IT is extraordinary that in a modern city like Hong Kong more than 400,000 people can be left without water supplies to their homes for the best part of a week. It should be unthinkable that they should have to queue, with buckets and bins, and pots and pans, to collect water from tankers. Yet this is the fate of the residents of Tuen Mun following the flooding of the New Territories last week by Severe Tropical Storm Ira.
Once the floodwaters built up, there was no stopping them inundating the Tuen Mun water treatment plant at Fu Tei, damaging both its electric and diesel-powered pumps - and leaving the residents without water for drinking, cooking or washing. The question the Government is asking in the wake of Ira is why has flooding become such a serious problem in the New Territories? It needs to find the answers quickly - and then act to overcome the problems.
Part of the problem may lie simply in the development of the New Territories townships. Concrete and asphalt do not absorb water. They cause it to run off and any town development requires efficient drainage systems to stop the run-off turning into torrents. It seems that in Tuen Mun the drainage system was blocked and the Secretary for Works, James Blake, already has promised that engineers will try to discover why drainage in Tuen Mun was blocked.

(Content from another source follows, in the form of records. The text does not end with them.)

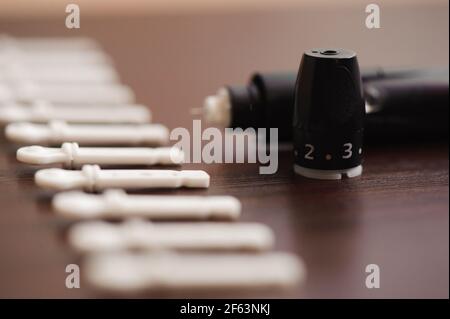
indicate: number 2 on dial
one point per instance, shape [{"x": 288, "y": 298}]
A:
[
  {"x": 310, "y": 150},
  {"x": 348, "y": 150}
]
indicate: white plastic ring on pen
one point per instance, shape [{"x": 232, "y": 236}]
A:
[
  {"x": 116, "y": 204},
  {"x": 140, "y": 235},
  {"x": 57, "y": 132},
  {"x": 92, "y": 178},
  {"x": 73, "y": 156}
]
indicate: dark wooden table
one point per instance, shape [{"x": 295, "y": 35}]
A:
[{"x": 394, "y": 215}]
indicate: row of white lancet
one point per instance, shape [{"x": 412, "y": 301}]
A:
[{"x": 65, "y": 91}]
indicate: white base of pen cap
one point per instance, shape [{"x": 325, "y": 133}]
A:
[
  {"x": 328, "y": 174},
  {"x": 217, "y": 108}
]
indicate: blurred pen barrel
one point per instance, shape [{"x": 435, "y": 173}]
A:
[{"x": 328, "y": 114}]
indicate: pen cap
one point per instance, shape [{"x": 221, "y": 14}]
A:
[{"x": 328, "y": 112}]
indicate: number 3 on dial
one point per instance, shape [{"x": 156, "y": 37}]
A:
[{"x": 348, "y": 151}]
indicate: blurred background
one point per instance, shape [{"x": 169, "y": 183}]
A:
[
  {"x": 222, "y": 42},
  {"x": 173, "y": 54}
]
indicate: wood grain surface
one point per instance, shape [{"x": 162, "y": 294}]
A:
[{"x": 394, "y": 215}]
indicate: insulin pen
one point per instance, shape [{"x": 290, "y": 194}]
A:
[{"x": 400, "y": 104}]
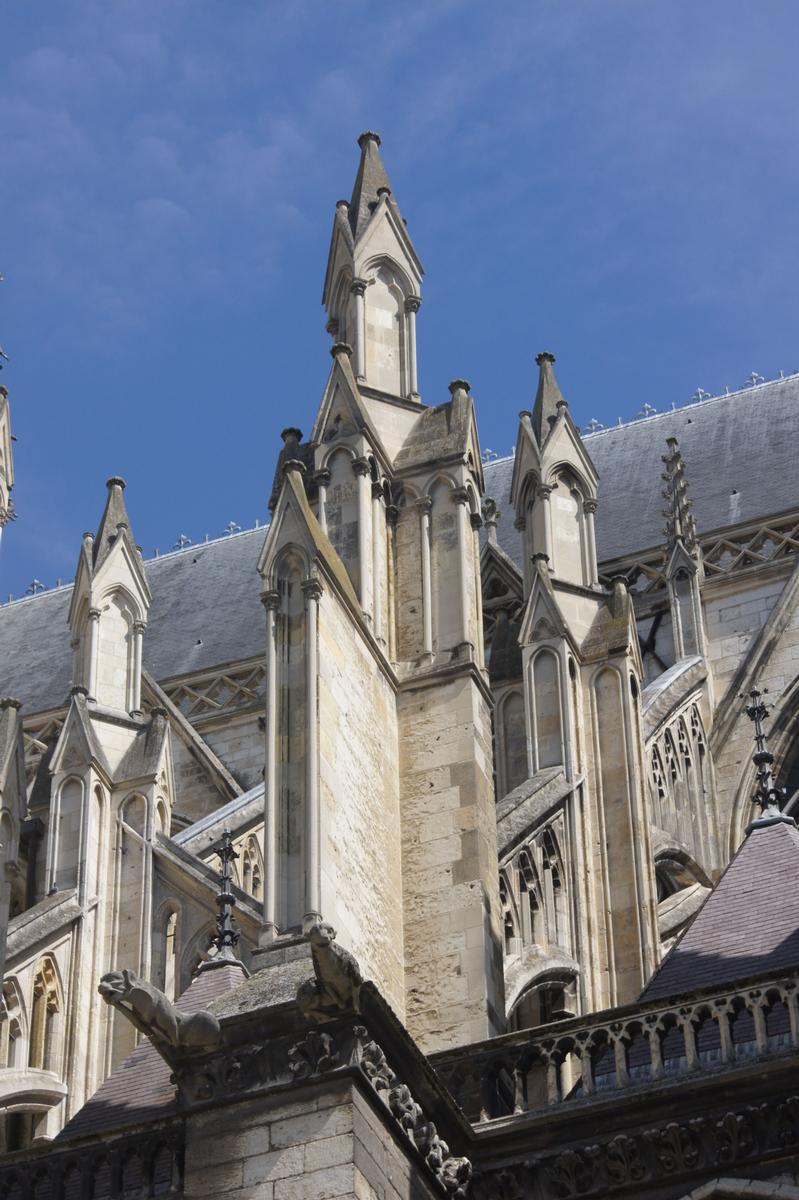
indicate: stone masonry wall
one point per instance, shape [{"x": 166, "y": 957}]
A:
[
  {"x": 361, "y": 861},
  {"x": 454, "y": 971},
  {"x": 308, "y": 1144}
]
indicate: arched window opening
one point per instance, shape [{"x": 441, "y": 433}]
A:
[
  {"x": 170, "y": 955},
  {"x": 12, "y": 1030},
  {"x": 44, "y": 1015},
  {"x": 552, "y": 1000},
  {"x": 514, "y": 727},
  {"x": 509, "y": 924},
  {"x": 546, "y": 711},
  {"x": 530, "y": 900}
]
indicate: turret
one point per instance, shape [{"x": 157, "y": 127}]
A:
[
  {"x": 554, "y": 486},
  {"x": 108, "y": 610},
  {"x": 373, "y": 280},
  {"x": 6, "y": 461}
]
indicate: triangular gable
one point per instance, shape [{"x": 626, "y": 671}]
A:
[
  {"x": 77, "y": 745},
  {"x": 748, "y": 925},
  {"x": 342, "y": 399},
  {"x": 542, "y": 605},
  {"x": 386, "y": 214},
  {"x": 294, "y": 523},
  {"x": 564, "y": 442},
  {"x": 527, "y": 459}
]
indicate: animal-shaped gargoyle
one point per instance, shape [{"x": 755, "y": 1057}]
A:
[
  {"x": 337, "y": 983},
  {"x": 152, "y": 1013}
]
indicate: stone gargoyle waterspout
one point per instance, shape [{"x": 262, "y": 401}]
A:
[{"x": 154, "y": 1014}]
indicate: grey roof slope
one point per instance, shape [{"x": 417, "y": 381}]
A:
[
  {"x": 748, "y": 925},
  {"x": 738, "y": 450},
  {"x": 140, "y": 1089},
  {"x": 739, "y": 454},
  {"x": 205, "y": 611}
]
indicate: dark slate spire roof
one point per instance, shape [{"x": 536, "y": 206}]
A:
[
  {"x": 748, "y": 925},
  {"x": 114, "y": 515},
  {"x": 140, "y": 1089},
  {"x": 371, "y": 178},
  {"x": 547, "y": 397}
]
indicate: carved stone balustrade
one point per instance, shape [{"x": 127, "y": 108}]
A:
[
  {"x": 142, "y": 1164},
  {"x": 640, "y": 1045}
]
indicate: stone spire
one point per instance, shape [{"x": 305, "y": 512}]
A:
[
  {"x": 768, "y": 795},
  {"x": 547, "y": 399},
  {"x": 680, "y": 526},
  {"x": 113, "y": 522},
  {"x": 370, "y": 183},
  {"x": 227, "y": 936}
]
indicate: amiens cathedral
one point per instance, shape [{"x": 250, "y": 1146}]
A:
[{"x": 433, "y": 839}]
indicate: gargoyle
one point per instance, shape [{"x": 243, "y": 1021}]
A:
[
  {"x": 337, "y": 982},
  {"x": 151, "y": 1013}
]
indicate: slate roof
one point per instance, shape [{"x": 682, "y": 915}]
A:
[
  {"x": 739, "y": 461},
  {"x": 205, "y": 611},
  {"x": 140, "y": 1089},
  {"x": 748, "y": 925},
  {"x": 738, "y": 453}
]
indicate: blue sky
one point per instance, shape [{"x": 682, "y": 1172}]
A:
[{"x": 616, "y": 181}]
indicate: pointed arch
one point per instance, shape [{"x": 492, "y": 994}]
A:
[{"x": 46, "y": 1020}]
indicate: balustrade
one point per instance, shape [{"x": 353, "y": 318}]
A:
[{"x": 576, "y": 1060}]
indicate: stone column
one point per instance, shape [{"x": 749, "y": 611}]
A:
[
  {"x": 136, "y": 682},
  {"x": 94, "y": 639},
  {"x": 377, "y": 562},
  {"x": 589, "y": 509},
  {"x": 391, "y": 517},
  {"x": 425, "y": 505},
  {"x": 312, "y": 589},
  {"x": 461, "y": 501},
  {"x": 269, "y": 929},
  {"x": 544, "y": 492},
  {"x": 358, "y": 287},
  {"x": 475, "y": 521},
  {"x": 412, "y": 307},
  {"x": 361, "y": 469},
  {"x": 322, "y": 479}
]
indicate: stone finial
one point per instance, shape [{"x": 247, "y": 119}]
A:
[
  {"x": 226, "y": 936},
  {"x": 768, "y": 796},
  {"x": 368, "y": 136},
  {"x": 456, "y": 385}
]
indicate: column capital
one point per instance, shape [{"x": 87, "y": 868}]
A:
[{"x": 312, "y": 589}]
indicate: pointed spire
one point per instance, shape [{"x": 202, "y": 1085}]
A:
[
  {"x": 768, "y": 795},
  {"x": 227, "y": 936},
  {"x": 548, "y": 397},
  {"x": 113, "y": 521},
  {"x": 680, "y": 526},
  {"x": 371, "y": 183}
]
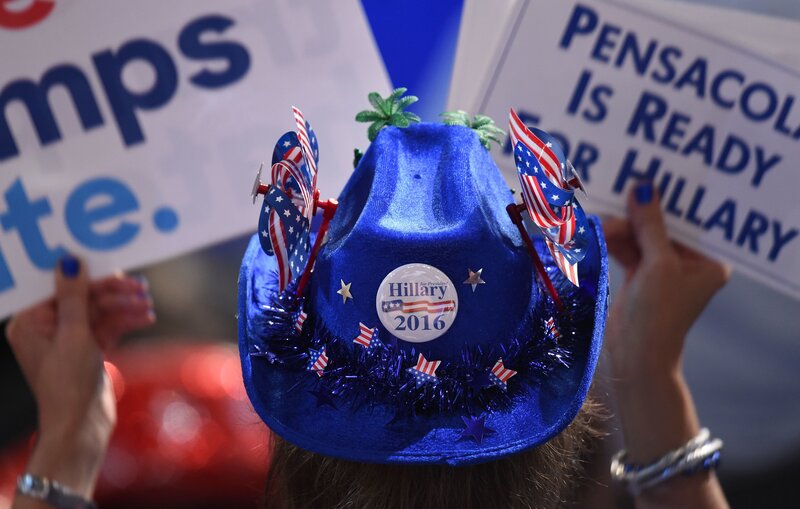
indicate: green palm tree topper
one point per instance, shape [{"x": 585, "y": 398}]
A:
[
  {"x": 484, "y": 126},
  {"x": 388, "y": 111}
]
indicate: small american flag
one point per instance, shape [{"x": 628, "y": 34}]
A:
[
  {"x": 548, "y": 196},
  {"x": 301, "y": 318},
  {"x": 424, "y": 371},
  {"x": 318, "y": 361},
  {"x": 551, "y": 329},
  {"x": 500, "y": 374},
  {"x": 365, "y": 336}
]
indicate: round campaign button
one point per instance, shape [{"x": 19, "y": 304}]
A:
[{"x": 417, "y": 302}]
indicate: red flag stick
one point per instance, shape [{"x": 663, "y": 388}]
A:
[
  {"x": 514, "y": 211},
  {"x": 328, "y": 210}
]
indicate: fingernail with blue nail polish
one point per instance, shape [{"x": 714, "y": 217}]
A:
[
  {"x": 70, "y": 266},
  {"x": 644, "y": 193}
]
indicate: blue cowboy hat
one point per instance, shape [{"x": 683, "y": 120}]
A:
[{"x": 425, "y": 336}]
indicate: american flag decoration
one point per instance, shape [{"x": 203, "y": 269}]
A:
[
  {"x": 424, "y": 371},
  {"x": 301, "y": 318},
  {"x": 548, "y": 183},
  {"x": 551, "y": 329},
  {"x": 289, "y": 200},
  {"x": 499, "y": 374},
  {"x": 318, "y": 361},
  {"x": 367, "y": 336}
]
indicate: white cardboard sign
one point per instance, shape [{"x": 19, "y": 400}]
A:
[
  {"x": 632, "y": 96},
  {"x": 131, "y": 131}
]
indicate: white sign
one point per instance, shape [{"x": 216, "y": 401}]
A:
[
  {"x": 131, "y": 131},
  {"x": 634, "y": 96}
]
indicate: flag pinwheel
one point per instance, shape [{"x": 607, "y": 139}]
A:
[
  {"x": 548, "y": 183},
  {"x": 290, "y": 201}
]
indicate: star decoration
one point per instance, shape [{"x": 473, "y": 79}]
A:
[
  {"x": 474, "y": 279},
  {"x": 476, "y": 428},
  {"x": 323, "y": 398},
  {"x": 317, "y": 361},
  {"x": 480, "y": 381},
  {"x": 344, "y": 291}
]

The Acting Governor, Sir David Ford, touched on a critical aspect of the problem when he blamed unauthorised changes of land use. He said a special task force would be set up to investigate illegal landfills.
Large tracts of New Territories paddy fields and fish ponds have been turned over to illegal dumps, mainly of old cars or shipping containers. The fields and ponds once absorbed and regulated the flow of water; the dumps add to the run-off problem.
No matter what the Government says about its attempts to control illegal land use in the New Territories, its best efforts so far are not good enough. The illegal dumps should be eradicated simply because they are eyesores but that does not seem to have provided sufficient motivation for the Government. Now that it seems they are contributing the flooding problem, causing damage, dislocation and extreme inconvenience, it may be that the Government will be stirred into taking tougher action.